When Florida Georgia Line came along Florida Georgia Line showcased for every label. Every label knew who they were. Heck, their manager and the publishing company, (Craig Wiseman and Big Loud Shirt), has written hundreds of hit songs. But, see, Florida Georgia Line sounded like Florida Georgia Line. They didn’t sound like anyone, either. That scared people.
Therefore, Taylor went to MySpace and created her own audience. Florida Georgia Line invested in themselves, put a good team together, and they went out and showed the industry that there is a market for what they do.
So, the perception changed. The music didn’t change. The lyrics didn’t change. The melody didn’t change. The perception changed. Today, you cannot turn on a radio station without hearing Taylor Swift or Florida Georgia Line over and over and over again.
So, here’s the deal. Do you need a major label record deal to have a career in the music business? Absolutely not. Do you need a record label if you want to have world domination in the music industry? In my opinion, I believe so.
What’s the best way to get it? Go out there and prove that there are people that are hungry for you and your music. Too often we create the product first and then we try to go force-feed it to an audience. And the labels, I hate to say it, are as guilty as everyone else for doing that.
Right now both independent artists and any industry person or label person can use the Internet to find and develop an audience 24 hours a day 7 days a week. It is possible to find out if there’s a hungry audience for what it is that you’re trying to feed them before you ever have to make a major investment in anything.

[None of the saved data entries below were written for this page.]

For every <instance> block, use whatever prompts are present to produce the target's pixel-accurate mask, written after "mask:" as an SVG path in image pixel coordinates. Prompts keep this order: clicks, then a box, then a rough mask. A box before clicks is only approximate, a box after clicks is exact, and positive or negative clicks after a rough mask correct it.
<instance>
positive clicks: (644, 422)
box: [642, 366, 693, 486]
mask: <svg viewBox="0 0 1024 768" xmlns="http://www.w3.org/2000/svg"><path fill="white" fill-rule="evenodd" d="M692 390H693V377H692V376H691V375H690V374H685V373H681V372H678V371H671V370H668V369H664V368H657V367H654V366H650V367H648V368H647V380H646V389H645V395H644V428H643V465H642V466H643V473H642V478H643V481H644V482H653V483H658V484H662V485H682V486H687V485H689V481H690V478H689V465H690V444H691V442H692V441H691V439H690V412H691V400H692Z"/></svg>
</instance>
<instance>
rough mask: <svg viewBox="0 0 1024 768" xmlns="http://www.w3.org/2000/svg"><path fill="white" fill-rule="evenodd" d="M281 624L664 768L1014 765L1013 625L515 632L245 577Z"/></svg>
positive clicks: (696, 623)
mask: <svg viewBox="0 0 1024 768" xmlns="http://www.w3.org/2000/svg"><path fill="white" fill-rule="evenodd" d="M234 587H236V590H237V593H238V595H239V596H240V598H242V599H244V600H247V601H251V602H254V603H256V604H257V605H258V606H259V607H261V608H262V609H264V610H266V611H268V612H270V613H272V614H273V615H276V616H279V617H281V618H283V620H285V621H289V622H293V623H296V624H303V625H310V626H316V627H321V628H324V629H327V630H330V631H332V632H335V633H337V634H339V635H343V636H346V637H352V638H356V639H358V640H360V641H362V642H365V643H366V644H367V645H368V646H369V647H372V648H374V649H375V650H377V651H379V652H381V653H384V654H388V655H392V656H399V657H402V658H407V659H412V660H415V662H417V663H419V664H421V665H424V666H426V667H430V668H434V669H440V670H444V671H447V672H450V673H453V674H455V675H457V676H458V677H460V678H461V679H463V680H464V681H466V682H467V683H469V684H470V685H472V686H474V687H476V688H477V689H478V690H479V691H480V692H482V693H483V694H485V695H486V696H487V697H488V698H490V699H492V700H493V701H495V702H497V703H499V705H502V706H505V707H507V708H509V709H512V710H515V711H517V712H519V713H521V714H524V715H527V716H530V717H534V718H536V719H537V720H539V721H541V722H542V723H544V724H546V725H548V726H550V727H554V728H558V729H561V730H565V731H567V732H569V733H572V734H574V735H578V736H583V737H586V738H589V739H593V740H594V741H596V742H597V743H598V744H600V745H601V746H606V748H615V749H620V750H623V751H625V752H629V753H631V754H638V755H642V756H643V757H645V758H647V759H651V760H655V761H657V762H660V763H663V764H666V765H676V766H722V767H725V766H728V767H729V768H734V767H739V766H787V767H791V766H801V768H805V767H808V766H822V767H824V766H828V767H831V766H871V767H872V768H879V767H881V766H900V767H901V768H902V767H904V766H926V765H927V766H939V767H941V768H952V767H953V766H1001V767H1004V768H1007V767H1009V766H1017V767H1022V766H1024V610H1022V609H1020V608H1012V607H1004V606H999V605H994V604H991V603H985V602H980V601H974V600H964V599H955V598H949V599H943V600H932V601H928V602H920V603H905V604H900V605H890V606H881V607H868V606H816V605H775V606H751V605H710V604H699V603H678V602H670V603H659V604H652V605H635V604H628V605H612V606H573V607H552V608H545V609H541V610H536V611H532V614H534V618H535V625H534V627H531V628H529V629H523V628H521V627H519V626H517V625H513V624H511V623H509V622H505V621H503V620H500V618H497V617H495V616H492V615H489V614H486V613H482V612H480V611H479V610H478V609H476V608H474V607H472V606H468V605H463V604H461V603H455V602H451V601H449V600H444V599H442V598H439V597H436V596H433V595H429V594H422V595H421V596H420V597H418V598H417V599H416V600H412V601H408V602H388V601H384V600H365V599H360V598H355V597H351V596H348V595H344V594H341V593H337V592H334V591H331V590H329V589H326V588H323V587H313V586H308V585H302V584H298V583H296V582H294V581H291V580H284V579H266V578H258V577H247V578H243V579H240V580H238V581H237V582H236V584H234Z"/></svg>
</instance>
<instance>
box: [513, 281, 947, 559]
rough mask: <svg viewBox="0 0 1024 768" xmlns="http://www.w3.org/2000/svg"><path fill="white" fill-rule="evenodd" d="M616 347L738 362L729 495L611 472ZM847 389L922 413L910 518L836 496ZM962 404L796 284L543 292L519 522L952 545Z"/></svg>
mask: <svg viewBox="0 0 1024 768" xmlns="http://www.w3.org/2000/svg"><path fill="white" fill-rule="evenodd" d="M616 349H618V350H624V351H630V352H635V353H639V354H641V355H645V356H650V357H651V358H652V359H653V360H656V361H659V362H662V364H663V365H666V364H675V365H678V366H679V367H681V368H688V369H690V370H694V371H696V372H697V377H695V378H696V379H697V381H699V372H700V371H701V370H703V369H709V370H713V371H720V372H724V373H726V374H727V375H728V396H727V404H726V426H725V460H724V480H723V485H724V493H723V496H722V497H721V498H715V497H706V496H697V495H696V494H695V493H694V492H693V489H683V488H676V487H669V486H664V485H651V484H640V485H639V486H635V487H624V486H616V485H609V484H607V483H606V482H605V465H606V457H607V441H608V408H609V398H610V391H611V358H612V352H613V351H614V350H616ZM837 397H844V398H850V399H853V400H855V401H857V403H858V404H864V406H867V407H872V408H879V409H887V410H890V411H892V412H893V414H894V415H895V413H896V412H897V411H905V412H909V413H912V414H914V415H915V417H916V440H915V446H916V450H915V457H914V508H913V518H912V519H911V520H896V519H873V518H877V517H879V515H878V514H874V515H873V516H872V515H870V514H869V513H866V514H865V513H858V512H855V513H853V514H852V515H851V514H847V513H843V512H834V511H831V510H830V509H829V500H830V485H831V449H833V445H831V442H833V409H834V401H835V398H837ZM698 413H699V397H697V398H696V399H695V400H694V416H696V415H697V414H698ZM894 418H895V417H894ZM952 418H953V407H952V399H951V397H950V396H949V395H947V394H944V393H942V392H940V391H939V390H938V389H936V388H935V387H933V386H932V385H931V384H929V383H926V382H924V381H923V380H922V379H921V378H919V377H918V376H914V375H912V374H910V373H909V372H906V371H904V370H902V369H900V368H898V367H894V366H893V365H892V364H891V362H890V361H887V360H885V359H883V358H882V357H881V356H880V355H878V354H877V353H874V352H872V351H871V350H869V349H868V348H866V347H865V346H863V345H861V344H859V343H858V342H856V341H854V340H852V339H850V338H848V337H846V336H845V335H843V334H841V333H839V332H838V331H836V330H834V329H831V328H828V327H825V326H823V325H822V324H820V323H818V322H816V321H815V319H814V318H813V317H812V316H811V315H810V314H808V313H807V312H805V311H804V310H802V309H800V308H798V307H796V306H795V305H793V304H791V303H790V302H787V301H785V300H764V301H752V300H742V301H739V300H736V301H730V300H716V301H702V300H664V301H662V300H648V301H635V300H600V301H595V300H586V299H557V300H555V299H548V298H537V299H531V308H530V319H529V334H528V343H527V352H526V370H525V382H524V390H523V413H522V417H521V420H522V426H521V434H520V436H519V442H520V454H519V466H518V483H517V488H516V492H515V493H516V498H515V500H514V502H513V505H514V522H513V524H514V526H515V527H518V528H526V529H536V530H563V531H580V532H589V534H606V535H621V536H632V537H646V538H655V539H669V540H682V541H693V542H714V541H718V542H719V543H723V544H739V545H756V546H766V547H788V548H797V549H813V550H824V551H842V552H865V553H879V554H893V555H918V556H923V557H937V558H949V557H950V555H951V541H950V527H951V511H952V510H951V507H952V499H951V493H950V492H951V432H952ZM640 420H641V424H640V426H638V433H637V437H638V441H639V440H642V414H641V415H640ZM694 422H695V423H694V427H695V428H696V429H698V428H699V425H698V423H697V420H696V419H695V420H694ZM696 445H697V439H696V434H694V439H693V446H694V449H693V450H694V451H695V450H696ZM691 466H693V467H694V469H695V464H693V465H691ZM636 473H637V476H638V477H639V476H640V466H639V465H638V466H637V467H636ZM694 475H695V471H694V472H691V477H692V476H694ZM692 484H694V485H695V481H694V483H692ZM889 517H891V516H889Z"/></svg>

So, why would you not take advantage of that? Why would you not spend some time? Who cares if it takes a year or two years? Shit, we’re not curing cancer; we’re in the music business. If it takes two years, three years, if it even takes four years to build a solid fan base of hungry consumers, why wouldn’t that be the focus?
Why is more time spent in the studio or out chasing radio with new artists that actually, in my opinion, haven’t earned the right to be there than trying to see if there is an audience available for that artist?
Right now I think we need to spend less time going to music seminars and more time in marketing seminars. That’s where I’ve spent the last year and a half, and it’s been absolutely a blast to open up and see why it is that our industry, which creates more content than anyone in the world, is not doing as well as it could be online.
Radio is not the end all be all and radio is not your savior. Once again, the fans are your saviors, not radio. How can somebody have a number two song and then their next song fail at #30 and then be dropped from a record label? Because they didn’t sell enough records.
If you don’t understand how a record label works, stop bitching at the labels. They are the banks, and the bank is going to put the best deal possible to get their investment back. I read an article the other day. It says labels rip off the artists. You know, the artists don’t make any money. Well, most of the time neither do the labels on that particular artist. There are more failures every year than there are successes. It’s just that the successful pay very well. So, I would be doing everything in my power to go out there and be a success.